Zim hums, his expression remaining unusually, unsettlingly unreadable. Then… 

“You don’t hate me.” 

Dib groans quietly, rubbing the back of his neck - does he really have to say it like that? “I mean, I guess...maybe not all the time, entirely?”

“Yes.” Zim nods, something like satisfaction dawning in his expression as his mouth curls into a familiar - but no less unsettling - smirk. “You  _ like _ me.”

“What -  _ no _ , that’s not what I said!” Dib blinks, traitorous heat flooding his cheeks. “There’s a  _ huge _ spectrum between not wanting someone to die horribly and actually -”

“Tell me,” Zim interrupts, completely ignoring Dib’s logic and reason as usual, “something you like about me.”

“ _ What _ ,” Dib splutters again, like a broken record, because this...wasn’t even in the top ten of ways he anticipated this going. “No, there’s no way, I’m not…”

“ _ Tell Zim _ \- or I leave. Forever.”

Dib has never hated Zim more than he does right now. He hates his stupid face, his stupid smirk, the stupid way he tents his claws and the stupid  _ tap-tap-tap _ of his boot as his leg vibrates in anticipation -

“I  _ guess  _ \- ugh - sometimes...you can be...kinda funny? Usually not intentionally, but...”

“Yes, I am.” Zim chuckles, and Dib also hates the way the low, warm sound loosens the tightness in his chest, like it gets just a little easier to breathe. “Hilarious. An undisputed master of comedy. What else?”

“No -  _ nothing _ , that’s it! I’m not just gonna stand here and…”

Zim sticks out his lower lip in a pout, like a child about to throw a tantrum, and Dib can’t believe it’s actually come to this, he hates every second of it, but if extorted compliments really are his best bargaining tool...

“Okay, look, how about this,” he says, before Zim can threaten him again, before Dib comes to his senses. “You stay and I’ll...tell you more things I don’t hate about you tomorrow. I mean, if I can even think of any. And only if you don’t do anything too evil.”

Zim scrunches up his face at that, but he doesn’t immediately say no. He doesn’t say anything for a few moments, which is starting to freak Dib out, because apparently the only thing worse than Zim screaming in his face is Zim... _ not  _ screaming in his face.

“Pfft,  _ ‘too evil _ ’.” Zim scoffs at the very notion, breaking the silence with pointed finger-quotes, but continues before Dib can do so. “Eh...very well! Perhaps I can delay my triumphant return for a few days. I wasn’t finished packing anyway…”

“Yuuup you were!” a third voice screams from underground, making them both startle as a half-dog, half-robot monstrosity burrows up, clutching what seems to be a whole family of angry gophers.

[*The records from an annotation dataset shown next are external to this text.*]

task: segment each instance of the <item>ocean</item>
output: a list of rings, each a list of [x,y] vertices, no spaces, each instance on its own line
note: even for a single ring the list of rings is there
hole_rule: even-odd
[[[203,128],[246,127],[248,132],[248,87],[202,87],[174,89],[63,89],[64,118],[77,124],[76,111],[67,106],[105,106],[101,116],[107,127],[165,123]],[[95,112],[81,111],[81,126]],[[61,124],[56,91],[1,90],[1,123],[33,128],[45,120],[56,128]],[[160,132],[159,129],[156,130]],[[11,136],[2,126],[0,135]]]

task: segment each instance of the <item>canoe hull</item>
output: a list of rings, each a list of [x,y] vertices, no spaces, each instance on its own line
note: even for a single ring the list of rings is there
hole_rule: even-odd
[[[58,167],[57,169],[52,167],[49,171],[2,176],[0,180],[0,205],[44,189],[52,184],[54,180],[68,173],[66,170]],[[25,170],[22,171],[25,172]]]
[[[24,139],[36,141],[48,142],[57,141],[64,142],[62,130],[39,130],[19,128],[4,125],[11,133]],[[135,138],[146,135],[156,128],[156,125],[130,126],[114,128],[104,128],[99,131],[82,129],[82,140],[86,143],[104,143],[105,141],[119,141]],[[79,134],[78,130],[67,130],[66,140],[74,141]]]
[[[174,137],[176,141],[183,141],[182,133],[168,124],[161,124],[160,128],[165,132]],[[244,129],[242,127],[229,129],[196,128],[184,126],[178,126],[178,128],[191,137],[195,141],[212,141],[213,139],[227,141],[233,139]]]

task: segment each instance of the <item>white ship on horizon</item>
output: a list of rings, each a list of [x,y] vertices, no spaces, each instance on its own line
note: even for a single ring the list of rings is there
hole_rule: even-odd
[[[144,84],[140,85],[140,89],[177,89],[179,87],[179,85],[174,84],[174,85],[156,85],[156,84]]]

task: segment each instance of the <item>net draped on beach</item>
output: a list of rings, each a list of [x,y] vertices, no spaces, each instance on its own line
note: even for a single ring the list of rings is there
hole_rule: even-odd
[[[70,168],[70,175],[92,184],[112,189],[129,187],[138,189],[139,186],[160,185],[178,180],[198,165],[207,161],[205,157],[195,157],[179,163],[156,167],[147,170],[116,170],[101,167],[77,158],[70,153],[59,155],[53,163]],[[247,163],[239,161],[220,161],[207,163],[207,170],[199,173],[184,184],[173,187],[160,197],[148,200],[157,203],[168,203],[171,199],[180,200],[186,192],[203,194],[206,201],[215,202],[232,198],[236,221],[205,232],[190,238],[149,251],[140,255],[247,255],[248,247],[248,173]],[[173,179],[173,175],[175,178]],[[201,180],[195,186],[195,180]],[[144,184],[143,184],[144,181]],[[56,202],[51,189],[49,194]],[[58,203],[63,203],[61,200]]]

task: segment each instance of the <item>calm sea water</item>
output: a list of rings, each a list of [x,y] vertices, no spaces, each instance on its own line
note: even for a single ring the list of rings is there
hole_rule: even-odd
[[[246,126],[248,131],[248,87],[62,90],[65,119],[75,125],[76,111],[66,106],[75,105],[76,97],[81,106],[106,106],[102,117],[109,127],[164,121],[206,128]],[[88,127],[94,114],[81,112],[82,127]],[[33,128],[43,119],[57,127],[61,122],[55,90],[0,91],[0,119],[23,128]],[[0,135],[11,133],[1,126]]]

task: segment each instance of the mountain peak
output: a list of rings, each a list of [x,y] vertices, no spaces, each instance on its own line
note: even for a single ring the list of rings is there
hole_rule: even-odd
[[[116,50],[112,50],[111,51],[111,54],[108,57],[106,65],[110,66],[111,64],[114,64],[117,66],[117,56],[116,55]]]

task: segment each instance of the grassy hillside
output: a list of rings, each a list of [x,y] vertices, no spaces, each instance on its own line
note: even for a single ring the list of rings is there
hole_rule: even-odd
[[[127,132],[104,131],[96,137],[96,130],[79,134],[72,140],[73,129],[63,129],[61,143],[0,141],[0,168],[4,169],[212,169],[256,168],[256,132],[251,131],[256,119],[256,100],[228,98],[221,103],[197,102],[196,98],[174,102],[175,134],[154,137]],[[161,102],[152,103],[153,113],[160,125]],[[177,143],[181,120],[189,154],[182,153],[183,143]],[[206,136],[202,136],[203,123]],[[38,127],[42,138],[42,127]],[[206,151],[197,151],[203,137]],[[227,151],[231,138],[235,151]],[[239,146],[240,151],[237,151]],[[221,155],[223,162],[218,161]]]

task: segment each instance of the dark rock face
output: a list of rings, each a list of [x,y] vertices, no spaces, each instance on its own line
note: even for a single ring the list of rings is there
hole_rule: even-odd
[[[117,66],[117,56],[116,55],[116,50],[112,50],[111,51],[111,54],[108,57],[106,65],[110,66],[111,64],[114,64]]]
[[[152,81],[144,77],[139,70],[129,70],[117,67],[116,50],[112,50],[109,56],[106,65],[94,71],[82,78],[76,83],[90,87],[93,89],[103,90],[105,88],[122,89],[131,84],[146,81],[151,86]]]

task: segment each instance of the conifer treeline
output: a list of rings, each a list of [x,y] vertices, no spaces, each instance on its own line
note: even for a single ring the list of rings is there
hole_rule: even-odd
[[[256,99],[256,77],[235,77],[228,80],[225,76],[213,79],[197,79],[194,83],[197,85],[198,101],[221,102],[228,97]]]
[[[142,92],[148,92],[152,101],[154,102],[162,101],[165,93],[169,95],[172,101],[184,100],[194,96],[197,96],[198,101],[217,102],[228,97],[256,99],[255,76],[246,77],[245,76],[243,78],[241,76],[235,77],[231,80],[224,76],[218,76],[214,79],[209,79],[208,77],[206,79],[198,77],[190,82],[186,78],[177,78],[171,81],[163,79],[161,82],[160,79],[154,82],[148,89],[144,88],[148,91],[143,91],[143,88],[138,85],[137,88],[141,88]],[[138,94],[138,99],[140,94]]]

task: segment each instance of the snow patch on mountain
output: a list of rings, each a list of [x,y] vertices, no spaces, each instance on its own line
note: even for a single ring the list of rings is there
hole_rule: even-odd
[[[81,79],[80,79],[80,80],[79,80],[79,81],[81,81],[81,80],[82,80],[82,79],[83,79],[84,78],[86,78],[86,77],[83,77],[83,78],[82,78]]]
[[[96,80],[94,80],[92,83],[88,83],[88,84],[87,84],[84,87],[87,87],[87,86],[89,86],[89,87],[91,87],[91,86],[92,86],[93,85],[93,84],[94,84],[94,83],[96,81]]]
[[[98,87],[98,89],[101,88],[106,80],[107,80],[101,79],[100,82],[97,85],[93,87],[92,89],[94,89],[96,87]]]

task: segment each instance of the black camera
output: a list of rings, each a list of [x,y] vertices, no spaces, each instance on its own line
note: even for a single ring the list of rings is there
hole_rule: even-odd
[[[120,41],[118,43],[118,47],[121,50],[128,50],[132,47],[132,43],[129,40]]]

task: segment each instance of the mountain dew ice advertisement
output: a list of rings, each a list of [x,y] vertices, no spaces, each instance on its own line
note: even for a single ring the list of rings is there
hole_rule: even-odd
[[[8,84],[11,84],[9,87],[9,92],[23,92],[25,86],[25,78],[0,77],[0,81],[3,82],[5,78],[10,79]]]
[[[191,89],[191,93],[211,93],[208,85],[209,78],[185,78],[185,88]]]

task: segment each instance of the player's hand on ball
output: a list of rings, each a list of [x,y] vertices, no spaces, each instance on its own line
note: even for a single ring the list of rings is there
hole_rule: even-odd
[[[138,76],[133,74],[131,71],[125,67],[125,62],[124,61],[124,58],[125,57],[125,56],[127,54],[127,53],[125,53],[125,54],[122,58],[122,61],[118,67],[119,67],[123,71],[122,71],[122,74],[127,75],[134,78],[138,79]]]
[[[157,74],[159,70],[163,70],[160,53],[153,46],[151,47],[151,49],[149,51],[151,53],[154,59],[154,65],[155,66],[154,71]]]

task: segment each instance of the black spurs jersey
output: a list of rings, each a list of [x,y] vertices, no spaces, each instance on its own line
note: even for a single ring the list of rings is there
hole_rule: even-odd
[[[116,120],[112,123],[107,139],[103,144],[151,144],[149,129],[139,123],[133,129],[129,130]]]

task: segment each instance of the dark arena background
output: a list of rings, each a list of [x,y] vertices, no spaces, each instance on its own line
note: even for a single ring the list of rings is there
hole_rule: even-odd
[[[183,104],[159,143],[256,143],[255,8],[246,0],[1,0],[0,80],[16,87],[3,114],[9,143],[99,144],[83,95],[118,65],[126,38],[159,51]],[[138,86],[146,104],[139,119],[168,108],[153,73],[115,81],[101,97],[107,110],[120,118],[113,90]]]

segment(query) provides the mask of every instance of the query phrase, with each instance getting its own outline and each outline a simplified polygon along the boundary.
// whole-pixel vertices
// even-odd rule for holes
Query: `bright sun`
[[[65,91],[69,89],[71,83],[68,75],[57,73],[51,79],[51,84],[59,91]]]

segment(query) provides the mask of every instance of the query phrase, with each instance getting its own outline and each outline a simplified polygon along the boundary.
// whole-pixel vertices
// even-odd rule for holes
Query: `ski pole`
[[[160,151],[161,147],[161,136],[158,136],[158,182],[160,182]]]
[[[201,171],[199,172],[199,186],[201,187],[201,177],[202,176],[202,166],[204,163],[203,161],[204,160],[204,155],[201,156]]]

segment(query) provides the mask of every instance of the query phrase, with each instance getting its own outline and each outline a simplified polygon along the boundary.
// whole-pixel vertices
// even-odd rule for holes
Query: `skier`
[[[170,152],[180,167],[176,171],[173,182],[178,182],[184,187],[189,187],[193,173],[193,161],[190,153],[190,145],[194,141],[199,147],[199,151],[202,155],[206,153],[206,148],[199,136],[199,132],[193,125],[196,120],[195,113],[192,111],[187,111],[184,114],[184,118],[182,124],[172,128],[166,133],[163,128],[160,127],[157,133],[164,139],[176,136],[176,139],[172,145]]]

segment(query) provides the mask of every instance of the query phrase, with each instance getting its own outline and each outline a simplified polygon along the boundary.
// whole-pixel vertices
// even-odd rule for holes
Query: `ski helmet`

“GIR, I didn’t ask you!” Zim glares at his minion, back to his abrasive self, though his cheeks seem to darken. “Put those disgusting vermin back in your head. We’re…” He pauses to give Dib one last unreadable look - somewhere between suspicious and...hopeful? - before turning away, “not quite finished with this pathetic planet yet.”

And with that he marches back into his base, without a backwards look, and that’s…it. Dib is victorious, in the most complicated and confusing sense of the word that’s the complete opposite of everything he used to think he wanted.

But Zim stays, a few more days that turn to weeks, then months, back to skool, back to  _ them _ . Back to normal, except nothing ever is, familiar but never safe. Drifting into some strange, uncharted territory between enemies and friends, something he’s not sure there’s a word for yet. 

They still fight, of course, because it’s all they know. Because Zim’s still  _ Zim  _ and he still leaves tacks on Dib’s chair, even if they don’t turn him into bologna, and Dib still throws the odd muffin back at him for old time’s sake, though he might hold off on the meat stew that literally burns his face.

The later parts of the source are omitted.